The limitations on review is in consonance with a strong and pervasive policy in all legal systems to limit
repetitive litigation on claims and issues. Otherwise known as the policy of preclusion, it seeks to protect
party expectations resulting from previous litigation, to safeguard against the harassment of defendants,
to insure that the task of courts not be increased by never-ending litigation of the same disputes, and in a
larger sense to promote what Lord Coke in the Ferrers Case of 1599 stated to be the goal of all law: rest
and quietness
There is also consensus as to the requisites for recognition of a foreign judgment and the defenses
against the enforcement thereof. As earlier discussed, the exceptions enumerated in Section 48, Rule 39
have remain unchanged since the time they were adapted in this jurisdiction from long standing American
rules. The requisites and exceptions as delineated under Section 48 are but a restatement of generally
accepted principles of international law. Section 98 of The Restatement, Second, Conflict of Laws, states
that a valid judgment rendered in a foreign nation after a fair trial in a contested proceeding will be
recognized in the United States, and on its face, the term valid brings into play requirements such notions
as valid jurisdiction over the subject matter and parties. Similarly, the notion that fraud or collusion may
preclude the enforcement of a foreign judgment finds affirmation with foreign jurisprudence and
commentators, as well as the doctrine that the foreign judgment must not constitute a clear mistake of law
or fact. And finally, it has been recognized that public policy as a defense to the recognition of judgments
serves as an umbrella for a variety of concerns in international practice which may lead to a denial of
recognition.
The viability of the public policy defense against the enforcement of a foreign judgment has been
recognized in this jurisdiction. This defense allows for the application of local standards in reviewing the
foreign judgment, especially when such judgment creates only a presumptive right, as it does in cases
wherein the judgment is against a person.

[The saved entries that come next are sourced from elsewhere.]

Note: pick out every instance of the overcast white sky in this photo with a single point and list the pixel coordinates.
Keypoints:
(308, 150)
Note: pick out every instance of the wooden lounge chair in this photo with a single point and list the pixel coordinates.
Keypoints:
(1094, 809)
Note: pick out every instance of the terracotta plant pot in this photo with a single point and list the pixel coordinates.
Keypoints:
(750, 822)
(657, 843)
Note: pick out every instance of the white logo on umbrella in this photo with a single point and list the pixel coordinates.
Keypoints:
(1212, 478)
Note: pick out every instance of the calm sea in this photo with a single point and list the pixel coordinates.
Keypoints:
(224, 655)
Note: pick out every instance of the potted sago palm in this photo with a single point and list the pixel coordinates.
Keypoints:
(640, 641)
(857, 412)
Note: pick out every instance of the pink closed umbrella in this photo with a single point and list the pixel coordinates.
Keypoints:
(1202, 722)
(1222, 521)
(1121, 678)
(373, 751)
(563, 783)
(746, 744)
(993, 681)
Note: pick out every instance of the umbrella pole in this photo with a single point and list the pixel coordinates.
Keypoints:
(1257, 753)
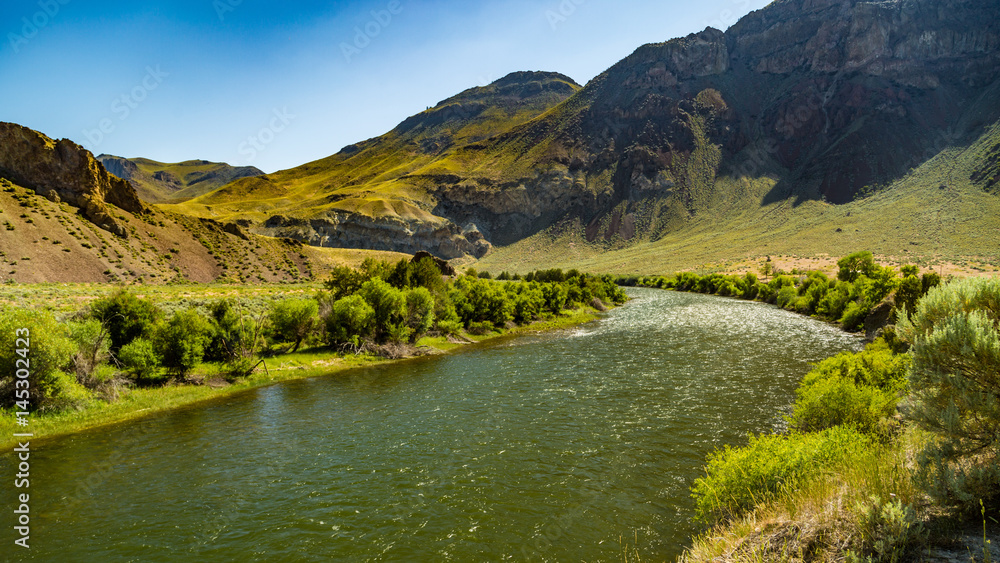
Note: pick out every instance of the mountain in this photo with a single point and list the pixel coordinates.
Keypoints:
(804, 101)
(156, 182)
(370, 194)
(64, 218)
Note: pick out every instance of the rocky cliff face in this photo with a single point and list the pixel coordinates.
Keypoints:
(158, 181)
(63, 170)
(831, 96)
(817, 99)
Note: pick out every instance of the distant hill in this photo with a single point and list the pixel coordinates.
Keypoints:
(370, 194)
(64, 218)
(160, 182)
(825, 102)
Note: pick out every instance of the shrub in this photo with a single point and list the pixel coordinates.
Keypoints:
(481, 328)
(351, 320)
(389, 306)
(888, 531)
(344, 281)
(419, 311)
(738, 479)
(49, 350)
(955, 338)
(786, 296)
(125, 316)
(853, 317)
(293, 320)
(839, 401)
(139, 357)
(92, 348)
(555, 295)
(854, 265)
(181, 341)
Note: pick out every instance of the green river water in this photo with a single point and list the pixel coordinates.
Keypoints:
(579, 445)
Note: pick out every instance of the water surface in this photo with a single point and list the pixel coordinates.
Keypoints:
(567, 446)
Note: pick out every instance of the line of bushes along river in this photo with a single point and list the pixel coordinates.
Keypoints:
(123, 344)
(889, 452)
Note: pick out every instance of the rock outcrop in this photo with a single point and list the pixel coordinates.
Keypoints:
(800, 100)
(157, 182)
(64, 171)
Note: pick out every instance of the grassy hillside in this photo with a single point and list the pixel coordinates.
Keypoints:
(940, 212)
(45, 241)
(160, 182)
(384, 177)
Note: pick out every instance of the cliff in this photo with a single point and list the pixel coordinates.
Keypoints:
(64, 171)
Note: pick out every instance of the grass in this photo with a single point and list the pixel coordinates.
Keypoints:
(142, 402)
(385, 177)
(822, 518)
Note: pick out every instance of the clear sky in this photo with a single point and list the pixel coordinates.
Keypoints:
(278, 84)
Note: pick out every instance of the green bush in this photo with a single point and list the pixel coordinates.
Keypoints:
(854, 265)
(48, 352)
(389, 306)
(125, 316)
(293, 320)
(854, 316)
(139, 357)
(344, 281)
(737, 479)
(181, 341)
(856, 389)
(838, 401)
(786, 296)
(92, 349)
(351, 320)
(419, 311)
(955, 380)
(481, 328)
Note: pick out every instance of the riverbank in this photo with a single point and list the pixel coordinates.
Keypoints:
(866, 470)
(138, 403)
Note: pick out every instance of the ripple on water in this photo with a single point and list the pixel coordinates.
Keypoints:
(557, 446)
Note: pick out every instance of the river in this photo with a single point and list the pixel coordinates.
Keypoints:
(566, 446)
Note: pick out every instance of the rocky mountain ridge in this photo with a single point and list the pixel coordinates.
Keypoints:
(64, 171)
(825, 100)
(156, 182)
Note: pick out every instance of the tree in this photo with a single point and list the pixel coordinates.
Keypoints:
(344, 281)
(419, 311)
(32, 343)
(372, 268)
(126, 317)
(140, 358)
(425, 273)
(389, 305)
(955, 380)
(292, 320)
(854, 265)
(400, 276)
(181, 341)
(351, 319)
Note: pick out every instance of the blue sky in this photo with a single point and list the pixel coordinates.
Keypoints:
(279, 84)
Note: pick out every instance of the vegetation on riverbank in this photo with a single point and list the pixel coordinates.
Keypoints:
(124, 356)
(858, 479)
(861, 288)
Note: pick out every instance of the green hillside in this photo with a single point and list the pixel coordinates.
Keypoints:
(157, 182)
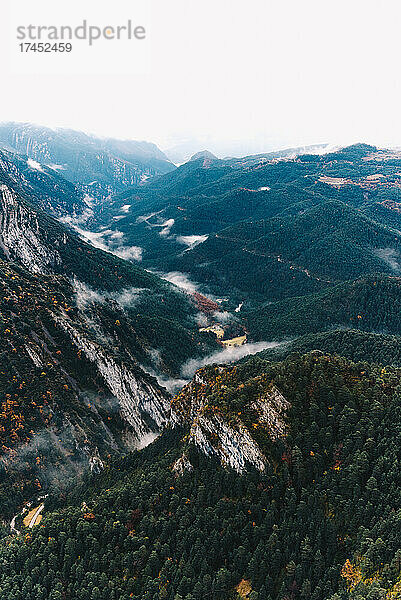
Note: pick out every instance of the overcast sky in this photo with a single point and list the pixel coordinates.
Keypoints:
(240, 75)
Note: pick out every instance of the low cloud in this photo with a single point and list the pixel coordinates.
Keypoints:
(110, 241)
(390, 256)
(86, 295)
(181, 280)
(224, 356)
(166, 227)
(191, 240)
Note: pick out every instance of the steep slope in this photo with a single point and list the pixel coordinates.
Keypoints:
(72, 388)
(353, 344)
(99, 167)
(320, 522)
(44, 186)
(292, 255)
(368, 304)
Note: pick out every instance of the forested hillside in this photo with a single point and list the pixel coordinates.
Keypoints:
(321, 522)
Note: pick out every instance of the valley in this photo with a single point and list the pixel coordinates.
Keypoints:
(199, 372)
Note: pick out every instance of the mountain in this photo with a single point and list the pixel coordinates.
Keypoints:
(99, 167)
(367, 304)
(339, 208)
(272, 478)
(204, 154)
(81, 330)
(44, 186)
(353, 344)
(320, 520)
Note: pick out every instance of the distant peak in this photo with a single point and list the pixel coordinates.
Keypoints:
(203, 154)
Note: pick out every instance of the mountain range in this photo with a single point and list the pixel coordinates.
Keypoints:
(159, 470)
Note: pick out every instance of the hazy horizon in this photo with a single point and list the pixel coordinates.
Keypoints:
(226, 77)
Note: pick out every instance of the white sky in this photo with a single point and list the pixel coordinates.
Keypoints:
(243, 74)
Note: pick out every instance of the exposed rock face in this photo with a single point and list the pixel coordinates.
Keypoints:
(20, 238)
(182, 465)
(99, 167)
(143, 405)
(221, 432)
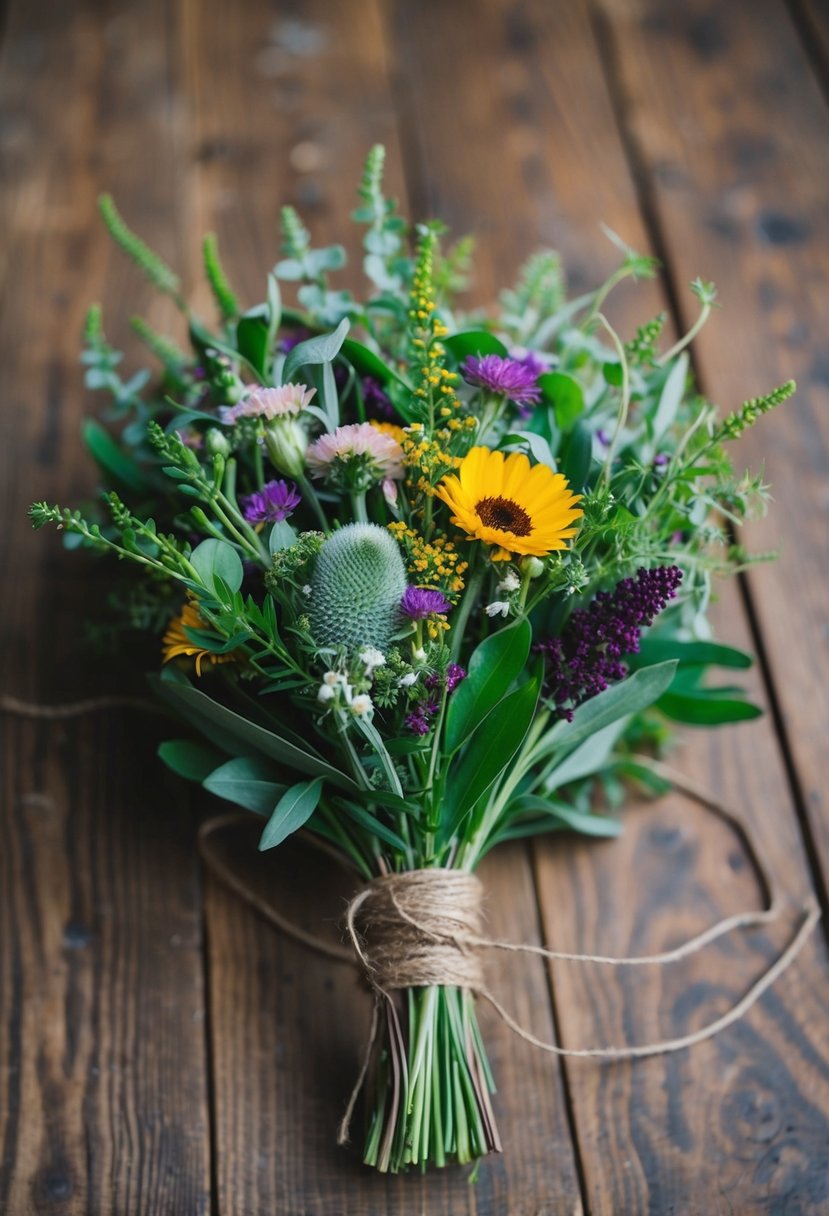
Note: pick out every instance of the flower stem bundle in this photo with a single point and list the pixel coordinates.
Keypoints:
(422, 584)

The defense is also recognized within the international sphere,
as many civil law nations adhere to a broad public policy exception which may result in a denial of
recognition when the foreign court, in the light of the choice-of-law rules of the recognizing court, applied
the wrong law to the case. The public policy defense can safeguard against possible abuses to the easy
resort to offshore litigation if it can be demonstrated that the original claim is noxious to our constitutional
values.
There is no obligatory rule derived from treaties or conventions that requires the Philippines to
recognize foreign judgments, or allow a procedure for the enforcement thereof. However, generally
accepted principles of international law, by virtue of the incorporation clause of the Constitution, form part
of the laws of the land even if they do not derive from treaty obligations. The classical formulation in
international law sees those customary rules accepted as binding result from the combination two
elements: the established, widespread, and consistent practice on the part of States; and a psychological
element known as the opinion juris sive necessitates (opinion as to law or necessity). Implicit in the latter
element is a belief that the practice in question is rendered obligatory by the existence of a rule of law
requiring it. It bears noting that Section 48, Rule 39 acknowledges that the Final Judgment is not
conclusive yet, but presumptive evidence of a right of the petitioners against the Marcos Estate.
Moreover, the Marcos Estate is not precluded to present evidence, if any, of want of jurisdiction, want of
notice to the party, collusion, fraud, or clear mistake of law or fact. This ruling, decisive as it is on the
question of filing fees and no other, does not render verdict on the enforceability of the Final
Judgment before the courts under the jurisdiction of the Philippines, or for that matter any other issue
which may legitimately be presented before the trial court. Such issues are to be litigated before the trial
court, but within the confines of the matters for proof as laid down in Section 48, Rule 39.